Update worker configs:

neo4j:
  uri: "neo4j://neo4j.consumer-graph.internal:7687"

What This Solves

Fully automated deploy — no manual IP updates, no worker redeployment after Neo4j redeploy
DNS abstraction survives infrastructure changes
Health checks provide monitoring and alerting
Foundation for multi-instance (multiple A records)

What This Doesn’t Solve

Still self-managed Neo4j (patching, upgrades, backups)
No built-in HA or clustering
DNS TTL means brief connectivity gaps during redeploy (mitigated by low TTL)
EC2 operational burden remains

Cost

Route 53 hosted zone: $0.50/month
Health checks: $0.50-$1.00/month
Negligible compared to EC2 instance cost

Phase 3: Managed Graph Database

Goal: Eliminate EC2 management entirely with a fully managed graph database service.

Why Consider Moving Beyond EC2

Even with Route 53, EC2 Neo4j carries operational burden: manual version upgrades, no automated backups, single-AZ deployment, OS/Java patching. A managed service eliminates these concerns.

Candidates

Two managed options are under evaluation:

Option	Migration Effort	Key Tradeoff
Neo4j AuraDB	Low (config change only, Bolt protocol compatible)	Third-party managed, less AWS integration
Amazon Neptune	High (data access layer rewrite, openCypher subset)	AWS-native, serverless option

Decision: Pending Experiment Results

The Phase 3 backend choice depends on empirical performance and cost data from the Capacity Experiment Plan, which benchmarks both options at scale (Experiments 2 and 3). Key questions only experiments can answer:

Does AuraDB latency over internet match EC2-in-VPC?
Does Neptune’s openCypher support our MERGE + CASE WHEN patterns?
What’s the real cost per user per month at 1M+ users?
How do graph+vector combined queries perform on each platform?

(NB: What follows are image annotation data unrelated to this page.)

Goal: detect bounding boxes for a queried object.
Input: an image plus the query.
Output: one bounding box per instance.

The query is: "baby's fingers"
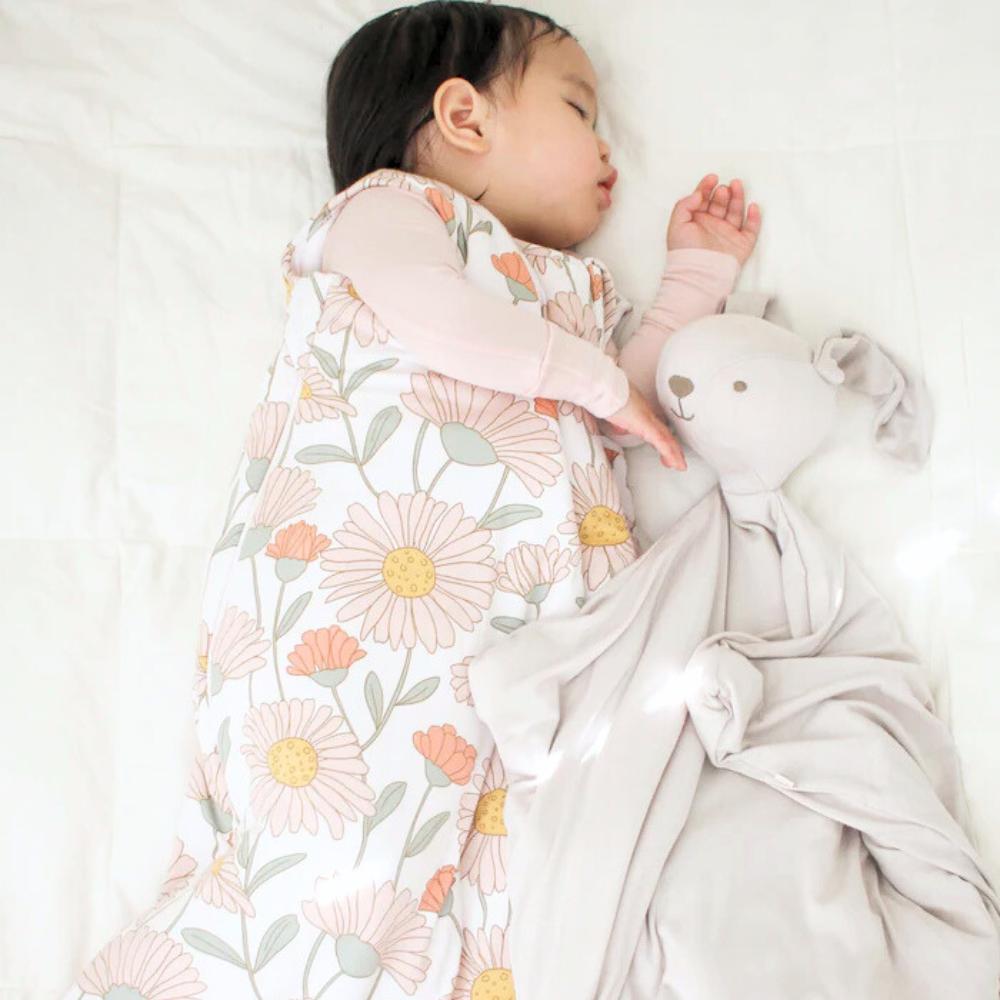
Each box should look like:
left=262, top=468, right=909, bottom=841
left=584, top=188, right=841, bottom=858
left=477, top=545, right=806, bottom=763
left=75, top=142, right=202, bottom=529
left=647, top=422, right=687, bottom=472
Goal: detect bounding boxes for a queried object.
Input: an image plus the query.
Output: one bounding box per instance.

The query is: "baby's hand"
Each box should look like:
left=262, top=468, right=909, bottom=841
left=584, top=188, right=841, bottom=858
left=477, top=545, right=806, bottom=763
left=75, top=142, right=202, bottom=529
left=604, top=382, right=687, bottom=472
left=667, top=174, right=760, bottom=266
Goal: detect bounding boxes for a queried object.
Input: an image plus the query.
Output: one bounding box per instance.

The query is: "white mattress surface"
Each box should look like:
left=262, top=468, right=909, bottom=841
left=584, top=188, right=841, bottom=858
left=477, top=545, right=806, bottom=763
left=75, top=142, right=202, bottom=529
left=0, top=0, right=1000, bottom=1000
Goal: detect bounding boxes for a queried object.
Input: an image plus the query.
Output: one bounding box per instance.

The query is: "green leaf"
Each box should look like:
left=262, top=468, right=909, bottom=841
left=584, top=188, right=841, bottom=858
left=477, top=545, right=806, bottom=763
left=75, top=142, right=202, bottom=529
left=253, top=916, right=296, bottom=972
left=396, top=677, right=441, bottom=705
left=490, top=615, right=525, bottom=635
left=295, top=444, right=354, bottom=465
left=479, top=503, right=542, bottom=531
left=181, top=927, right=246, bottom=969
left=364, top=781, right=406, bottom=833
left=361, top=406, right=403, bottom=465
left=344, top=358, right=399, bottom=399
left=311, top=344, right=340, bottom=379
left=247, top=854, right=305, bottom=896
left=405, top=811, right=451, bottom=858
left=365, top=670, right=382, bottom=728
left=276, top=590, right=312, bottom=639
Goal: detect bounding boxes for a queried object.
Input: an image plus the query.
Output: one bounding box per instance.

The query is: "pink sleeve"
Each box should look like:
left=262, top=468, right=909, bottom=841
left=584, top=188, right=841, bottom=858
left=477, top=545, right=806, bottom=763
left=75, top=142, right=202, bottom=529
left=618, top=248, right=740, bottom=419
left=323, top=186, right=629, bottom=417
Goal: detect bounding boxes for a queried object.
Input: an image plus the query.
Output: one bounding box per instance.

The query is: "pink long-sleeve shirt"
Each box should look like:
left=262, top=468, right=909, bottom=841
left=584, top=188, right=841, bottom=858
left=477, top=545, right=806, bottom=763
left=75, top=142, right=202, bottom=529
left=323, top=186, right=740, bottom=419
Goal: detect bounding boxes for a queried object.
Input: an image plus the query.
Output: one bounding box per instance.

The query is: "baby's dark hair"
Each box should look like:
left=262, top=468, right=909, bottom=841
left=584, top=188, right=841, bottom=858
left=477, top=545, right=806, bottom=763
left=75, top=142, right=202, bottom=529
left=326, top=0, right=575, bottom=191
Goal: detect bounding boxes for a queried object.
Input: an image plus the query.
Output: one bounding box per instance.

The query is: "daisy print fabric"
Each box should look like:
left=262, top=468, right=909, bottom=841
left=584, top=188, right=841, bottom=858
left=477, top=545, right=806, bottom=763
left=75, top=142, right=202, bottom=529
left=66, top=170, right=637, bottom=1000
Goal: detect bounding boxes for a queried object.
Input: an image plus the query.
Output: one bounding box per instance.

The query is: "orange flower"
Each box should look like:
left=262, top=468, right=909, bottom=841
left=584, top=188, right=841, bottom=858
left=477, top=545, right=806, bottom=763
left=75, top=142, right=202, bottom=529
left=265, top=521, right=330, bottom=562
left=535, top=396, right=559, bottom=420
left=413, top=722, right=476, bottom=785
left=490, top=250, right=538, bottom=299
left=426, top=187, right=455, bottom=222
left=417, top=865, right=455, bottom=913
left=287, top=625, right=368, bottom=677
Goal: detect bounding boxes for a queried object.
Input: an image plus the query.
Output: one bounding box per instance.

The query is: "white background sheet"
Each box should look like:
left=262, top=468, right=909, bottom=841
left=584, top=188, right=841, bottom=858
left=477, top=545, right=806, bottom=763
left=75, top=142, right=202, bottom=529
left=0, top=0, right=1000, bottom=1000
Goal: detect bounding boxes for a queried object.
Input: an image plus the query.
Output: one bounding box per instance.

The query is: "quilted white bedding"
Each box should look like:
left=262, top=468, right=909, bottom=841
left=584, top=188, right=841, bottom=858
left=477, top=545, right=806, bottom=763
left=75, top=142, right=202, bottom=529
left=0, top=0, right=1000, bottom=1000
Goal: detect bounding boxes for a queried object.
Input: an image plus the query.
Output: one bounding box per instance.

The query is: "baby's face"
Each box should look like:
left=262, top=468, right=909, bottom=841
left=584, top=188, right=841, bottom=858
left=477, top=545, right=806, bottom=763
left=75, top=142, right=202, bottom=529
left=482, top=37, right=613, bottom=249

See Action Plan — Decision Gate B for the decision criteria.

Migration Timeline

Current State          Phase 1              Phase 2              Phase 3
(Hardcoded IP)   ->  (Fixed Private IP) -> (Route 53 DNS)   -> (Managed DB)
                                                 ↑                   ↑
                                         EC2 capacity          Capacity experiments
                                         experiments           (AuraDB + Neptune)
                                         determine if          determine which
                                         this is needed

Each phase is independently valuable and can be deployed without committing to subsequent phases. The progression is driven by operational pain and informed by experiment results:

Phase 1 is worth doing immediately — it eliminates the most frequent manual step (IP updates)
EC2 capacity experiments determine how much headroom the current setup has, and whether Phase 2 or Phase 3 is the right next investment
Phase 2 is worth doing if EC2 has enough capacity for the medium term — adds DNS health checks and fully hands-off EC2 redeploys
Phase 3 is worth doing when EC2 capacity or operational overhead becomes a bottleneck — the Capacity Experiment Plan will provide the data to choose between AuraDB and Neptune

See Action Plan for the full sequenced timeline and decision gates.